Washington Post’un görüş aldığı uzmanlar arasında bulunan ve Türkiye’de doğup büyümüş ancak Colorado’da yaşayan deprem jeoloğu Ezgi Karasözen de bu konuda uyarılarda bulunduklarını belirtiyor. Karasözen, “Bu fayın potansiyelini biliyorduk, ne kadar ölümcül olabileceğini biliyorduk” diyor.
Yine de sismolojik verilerden, tarihsel ve yerel hesaplardan yararlanan bilim insanları bile, bazen modelleri ancak bir deprem meydana geldikten sonra net bir şekilde görebilir. Columbia’dan Lamont-Doherty Dünya Gözlemevi’nde jeofizikçi olan Michael Steckler da “Bazen deprem beklediğinizden daha büyük olabilir” diyor. Steckler, Japonya’daki depremi örnek veriyor ve Tohoku kentinde 7,0 ila 7,5 büyüklüğünde bir deprem için temel bir beklenti olduğunu, ancak 2011’de 9.0 büyüklüğünde ölümcül bir depremin bir tsunamiye neden olduğuna da dikkat çekiyor: “Geriye dönüp bakıldığında, şimdi bu bölgede yaklaşık bin yılda bir 9 büyüklüğünde deprem olduğu ortaya çıktı.”
DEPREMİ TAHMİN EDEMESELER DE ÖLÜMLERİN NASIL ÖNLENECEĞİNİ BİLİYORLAR
Bilim insanları depremleri tahmin edemese veya önleyemese de ölümleri nasıl önleyeceklerini biliyorlar. Bir jeofizikçi olan Tom Parsons da bu konudaki eski bir deyişi hatırlatıyor: “Depremler insanları öldürmez, binalar insanları öldürür.”
Bilim insanlarını en çok üzen şey, bina yönetmelikleri varken bile, yönetmeliklere uyulmaması veya bu yönetmeliklerin uygulanmaması nedeniyle insanların risk altında kalması.
İstanbul’da Boğaziçi Üniversitesi’nde deprem mühendisliği bölümünün kurucusu Mustafa Erdik, Washington Post’a gönderdiği bir e-postada Türkiye’deki sorunların “mevzuata uygunluk derecesinde” yattığını söylüyor.
Karasözen de Twitter’daki paylaşımında Malatya’dan deprem standartlarına uygun olduğu belirtilen bir evin fotoğrafını paylaşırken binanın bu hafta depremde çöktüğünü belirtip şunları yazdı: “Yerbilimciler ve mühendisler olarak DAHA FAZLA NE YAPABİLİRİZ?!”
Karasözen sık sık Türkiye’nin ve benzer fay sistemlerinin olduğu İran’ın tehlike altında olduğuna vurgu yapıyor.
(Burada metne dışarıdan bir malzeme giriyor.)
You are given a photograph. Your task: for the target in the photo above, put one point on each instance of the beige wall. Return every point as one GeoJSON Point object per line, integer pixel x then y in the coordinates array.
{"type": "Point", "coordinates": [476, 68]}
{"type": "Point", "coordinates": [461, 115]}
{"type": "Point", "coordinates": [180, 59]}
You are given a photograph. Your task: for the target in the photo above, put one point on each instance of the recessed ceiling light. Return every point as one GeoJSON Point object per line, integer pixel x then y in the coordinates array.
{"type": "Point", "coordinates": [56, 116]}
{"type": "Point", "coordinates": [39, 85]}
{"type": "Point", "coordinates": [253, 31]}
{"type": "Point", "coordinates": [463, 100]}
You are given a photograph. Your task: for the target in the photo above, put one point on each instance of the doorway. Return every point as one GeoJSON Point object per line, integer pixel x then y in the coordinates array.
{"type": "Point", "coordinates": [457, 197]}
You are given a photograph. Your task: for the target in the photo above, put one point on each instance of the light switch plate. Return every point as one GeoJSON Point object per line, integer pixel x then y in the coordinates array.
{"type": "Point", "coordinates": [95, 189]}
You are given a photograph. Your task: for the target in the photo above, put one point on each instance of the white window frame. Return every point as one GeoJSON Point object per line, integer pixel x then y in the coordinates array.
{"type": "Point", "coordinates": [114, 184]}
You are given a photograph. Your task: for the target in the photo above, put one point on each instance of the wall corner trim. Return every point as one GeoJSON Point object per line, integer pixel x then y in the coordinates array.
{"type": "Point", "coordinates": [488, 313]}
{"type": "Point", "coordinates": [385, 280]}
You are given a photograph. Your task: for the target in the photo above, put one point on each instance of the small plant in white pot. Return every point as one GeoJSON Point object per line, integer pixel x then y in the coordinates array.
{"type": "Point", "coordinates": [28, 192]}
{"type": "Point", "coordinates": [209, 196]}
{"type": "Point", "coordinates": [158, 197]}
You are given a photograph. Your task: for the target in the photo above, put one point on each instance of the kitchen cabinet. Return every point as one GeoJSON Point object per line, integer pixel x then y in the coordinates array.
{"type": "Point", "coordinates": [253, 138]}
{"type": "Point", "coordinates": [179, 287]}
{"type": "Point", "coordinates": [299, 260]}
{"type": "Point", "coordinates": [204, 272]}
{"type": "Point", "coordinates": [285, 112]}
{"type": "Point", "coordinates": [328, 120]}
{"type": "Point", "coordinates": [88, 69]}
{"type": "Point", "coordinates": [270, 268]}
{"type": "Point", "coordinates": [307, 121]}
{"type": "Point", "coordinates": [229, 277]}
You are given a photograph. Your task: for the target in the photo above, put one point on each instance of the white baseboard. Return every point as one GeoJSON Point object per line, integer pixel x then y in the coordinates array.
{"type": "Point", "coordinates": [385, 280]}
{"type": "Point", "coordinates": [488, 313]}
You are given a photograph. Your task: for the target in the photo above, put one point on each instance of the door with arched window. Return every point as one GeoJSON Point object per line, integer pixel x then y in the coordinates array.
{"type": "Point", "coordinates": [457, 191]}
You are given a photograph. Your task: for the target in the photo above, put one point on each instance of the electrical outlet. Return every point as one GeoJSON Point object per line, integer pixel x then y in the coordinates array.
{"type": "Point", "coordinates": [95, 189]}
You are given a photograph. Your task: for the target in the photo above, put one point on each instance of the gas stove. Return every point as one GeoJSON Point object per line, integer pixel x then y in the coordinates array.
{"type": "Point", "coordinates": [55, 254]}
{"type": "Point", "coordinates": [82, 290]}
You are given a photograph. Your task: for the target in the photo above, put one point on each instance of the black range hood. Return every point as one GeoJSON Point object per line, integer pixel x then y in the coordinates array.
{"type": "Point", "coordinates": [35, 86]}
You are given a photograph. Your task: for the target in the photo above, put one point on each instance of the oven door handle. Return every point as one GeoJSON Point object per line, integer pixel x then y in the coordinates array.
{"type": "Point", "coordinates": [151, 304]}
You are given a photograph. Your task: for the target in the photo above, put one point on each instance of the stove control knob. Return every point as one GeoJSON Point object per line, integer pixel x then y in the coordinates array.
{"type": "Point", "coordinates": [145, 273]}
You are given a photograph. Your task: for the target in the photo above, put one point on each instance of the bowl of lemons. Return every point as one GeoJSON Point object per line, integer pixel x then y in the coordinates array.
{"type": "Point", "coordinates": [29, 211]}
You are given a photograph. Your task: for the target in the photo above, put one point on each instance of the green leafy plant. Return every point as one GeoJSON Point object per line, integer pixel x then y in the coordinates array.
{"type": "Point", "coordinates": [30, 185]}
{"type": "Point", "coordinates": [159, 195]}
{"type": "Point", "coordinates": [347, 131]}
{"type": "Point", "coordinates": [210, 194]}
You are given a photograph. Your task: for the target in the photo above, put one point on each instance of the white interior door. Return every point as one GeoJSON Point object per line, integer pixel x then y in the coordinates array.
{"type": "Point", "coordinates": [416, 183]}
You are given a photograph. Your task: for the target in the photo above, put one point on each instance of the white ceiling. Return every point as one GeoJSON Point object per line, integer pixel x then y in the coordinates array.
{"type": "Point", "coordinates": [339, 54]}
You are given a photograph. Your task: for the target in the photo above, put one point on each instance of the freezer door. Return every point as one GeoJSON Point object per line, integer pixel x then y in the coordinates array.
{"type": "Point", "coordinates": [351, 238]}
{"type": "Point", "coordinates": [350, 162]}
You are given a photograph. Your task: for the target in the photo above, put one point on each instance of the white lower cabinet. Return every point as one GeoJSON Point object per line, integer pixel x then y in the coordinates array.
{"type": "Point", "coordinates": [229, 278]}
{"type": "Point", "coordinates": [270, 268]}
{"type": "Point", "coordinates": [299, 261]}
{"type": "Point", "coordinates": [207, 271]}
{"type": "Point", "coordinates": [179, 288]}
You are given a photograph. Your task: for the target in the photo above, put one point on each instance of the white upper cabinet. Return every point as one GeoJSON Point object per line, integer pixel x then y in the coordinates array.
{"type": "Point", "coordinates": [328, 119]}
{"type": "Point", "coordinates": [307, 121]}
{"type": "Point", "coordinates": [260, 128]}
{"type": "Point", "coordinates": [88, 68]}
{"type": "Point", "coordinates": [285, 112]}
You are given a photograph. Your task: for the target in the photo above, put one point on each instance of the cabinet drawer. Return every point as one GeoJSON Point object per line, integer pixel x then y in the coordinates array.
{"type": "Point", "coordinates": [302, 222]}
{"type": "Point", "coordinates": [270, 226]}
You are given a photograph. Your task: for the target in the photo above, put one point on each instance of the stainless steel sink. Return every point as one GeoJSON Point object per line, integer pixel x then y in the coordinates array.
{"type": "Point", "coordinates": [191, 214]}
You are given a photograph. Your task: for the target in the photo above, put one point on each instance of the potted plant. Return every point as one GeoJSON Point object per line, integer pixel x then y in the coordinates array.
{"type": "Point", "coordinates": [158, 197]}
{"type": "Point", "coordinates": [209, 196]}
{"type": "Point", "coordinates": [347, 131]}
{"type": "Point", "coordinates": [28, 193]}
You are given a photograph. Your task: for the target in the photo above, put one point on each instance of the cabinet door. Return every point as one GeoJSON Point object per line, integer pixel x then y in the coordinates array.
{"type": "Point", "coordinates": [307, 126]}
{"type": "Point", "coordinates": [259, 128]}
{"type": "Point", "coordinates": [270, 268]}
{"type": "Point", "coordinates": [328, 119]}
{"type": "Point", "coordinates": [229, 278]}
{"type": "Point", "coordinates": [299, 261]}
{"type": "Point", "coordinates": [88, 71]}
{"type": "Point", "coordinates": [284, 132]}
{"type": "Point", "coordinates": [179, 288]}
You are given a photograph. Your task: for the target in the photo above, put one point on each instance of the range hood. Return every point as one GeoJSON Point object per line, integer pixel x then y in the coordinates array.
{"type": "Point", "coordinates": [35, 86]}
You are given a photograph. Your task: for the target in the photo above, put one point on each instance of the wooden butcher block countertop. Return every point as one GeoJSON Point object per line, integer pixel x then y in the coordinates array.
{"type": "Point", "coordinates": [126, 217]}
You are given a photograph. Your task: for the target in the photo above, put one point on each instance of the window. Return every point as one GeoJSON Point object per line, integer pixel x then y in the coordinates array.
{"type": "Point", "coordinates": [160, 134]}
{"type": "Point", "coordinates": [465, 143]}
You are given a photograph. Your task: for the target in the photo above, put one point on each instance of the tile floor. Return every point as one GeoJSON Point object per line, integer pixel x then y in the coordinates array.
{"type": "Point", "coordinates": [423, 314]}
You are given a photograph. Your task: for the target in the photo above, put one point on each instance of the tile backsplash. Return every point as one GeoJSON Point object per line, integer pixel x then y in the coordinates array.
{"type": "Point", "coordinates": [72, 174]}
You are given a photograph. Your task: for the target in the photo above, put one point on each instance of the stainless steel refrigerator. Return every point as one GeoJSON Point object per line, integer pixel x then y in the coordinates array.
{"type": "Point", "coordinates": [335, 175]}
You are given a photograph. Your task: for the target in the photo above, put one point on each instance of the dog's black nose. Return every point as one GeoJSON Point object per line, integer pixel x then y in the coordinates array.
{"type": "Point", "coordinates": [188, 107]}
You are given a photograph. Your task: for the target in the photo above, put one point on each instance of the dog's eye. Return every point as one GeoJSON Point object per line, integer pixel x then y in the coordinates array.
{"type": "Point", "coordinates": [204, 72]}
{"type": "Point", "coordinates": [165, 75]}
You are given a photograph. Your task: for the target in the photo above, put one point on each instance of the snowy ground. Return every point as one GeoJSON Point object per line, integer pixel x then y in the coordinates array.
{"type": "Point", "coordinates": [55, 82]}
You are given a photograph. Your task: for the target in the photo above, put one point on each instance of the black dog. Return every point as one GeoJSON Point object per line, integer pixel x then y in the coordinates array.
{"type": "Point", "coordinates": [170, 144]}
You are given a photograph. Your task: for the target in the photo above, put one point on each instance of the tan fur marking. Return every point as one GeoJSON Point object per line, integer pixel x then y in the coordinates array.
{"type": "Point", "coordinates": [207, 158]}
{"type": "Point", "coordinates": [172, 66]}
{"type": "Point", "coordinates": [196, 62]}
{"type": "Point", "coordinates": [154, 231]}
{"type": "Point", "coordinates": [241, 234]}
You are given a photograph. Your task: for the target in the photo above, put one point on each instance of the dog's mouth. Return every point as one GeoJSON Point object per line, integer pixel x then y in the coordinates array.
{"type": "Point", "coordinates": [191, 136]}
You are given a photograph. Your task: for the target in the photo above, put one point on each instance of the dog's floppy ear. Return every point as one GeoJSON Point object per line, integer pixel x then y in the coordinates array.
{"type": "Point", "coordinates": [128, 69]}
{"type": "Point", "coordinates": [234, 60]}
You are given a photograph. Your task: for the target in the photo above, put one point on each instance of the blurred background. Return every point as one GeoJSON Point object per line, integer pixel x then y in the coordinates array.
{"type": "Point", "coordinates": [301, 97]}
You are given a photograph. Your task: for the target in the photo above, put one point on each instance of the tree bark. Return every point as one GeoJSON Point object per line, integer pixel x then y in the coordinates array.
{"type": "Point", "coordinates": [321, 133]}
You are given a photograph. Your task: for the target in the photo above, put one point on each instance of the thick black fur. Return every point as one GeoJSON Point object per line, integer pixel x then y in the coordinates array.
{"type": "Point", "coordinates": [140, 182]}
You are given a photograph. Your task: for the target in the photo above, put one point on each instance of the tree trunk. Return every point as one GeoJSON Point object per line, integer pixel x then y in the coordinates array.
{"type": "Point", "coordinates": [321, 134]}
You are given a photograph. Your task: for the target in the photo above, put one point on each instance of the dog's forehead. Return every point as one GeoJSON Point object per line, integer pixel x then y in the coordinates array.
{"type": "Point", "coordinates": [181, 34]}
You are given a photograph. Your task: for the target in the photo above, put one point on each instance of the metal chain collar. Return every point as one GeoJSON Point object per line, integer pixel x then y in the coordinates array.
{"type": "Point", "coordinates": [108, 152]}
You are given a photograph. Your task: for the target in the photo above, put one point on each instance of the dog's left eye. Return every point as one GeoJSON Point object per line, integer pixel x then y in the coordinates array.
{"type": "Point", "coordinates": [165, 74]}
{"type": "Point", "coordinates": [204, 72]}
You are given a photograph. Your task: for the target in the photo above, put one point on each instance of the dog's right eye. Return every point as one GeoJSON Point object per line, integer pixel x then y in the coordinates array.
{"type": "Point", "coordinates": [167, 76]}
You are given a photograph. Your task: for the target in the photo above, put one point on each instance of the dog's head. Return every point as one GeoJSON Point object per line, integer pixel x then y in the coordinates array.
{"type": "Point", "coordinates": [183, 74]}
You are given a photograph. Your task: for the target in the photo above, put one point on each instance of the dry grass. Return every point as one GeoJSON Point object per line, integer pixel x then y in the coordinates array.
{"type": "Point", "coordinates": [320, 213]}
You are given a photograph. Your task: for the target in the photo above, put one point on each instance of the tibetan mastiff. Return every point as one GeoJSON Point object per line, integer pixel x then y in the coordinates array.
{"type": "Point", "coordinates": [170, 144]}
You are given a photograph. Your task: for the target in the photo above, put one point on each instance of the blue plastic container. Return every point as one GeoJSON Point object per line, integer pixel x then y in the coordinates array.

Normalde de ülkesinde yaşanan depremden sonra yakınlarının durumunu öğrenip sismik dalga yayılımı, sismik sonrası deformasyon ve artçı sarsıntılar fiziği üzerine çalışmalara başlasa da bu defa bunu yapamadığını belirtiyor.
Karasözen, paylaştığı tweet’te “Elbette ilginç bir deprem. Enkazın altında kalmış insanlardan gelen tüm tweet’leri görmek… Bu çok fazla” diyerek tüm enerjisini de bağış toplamaya harcıyor.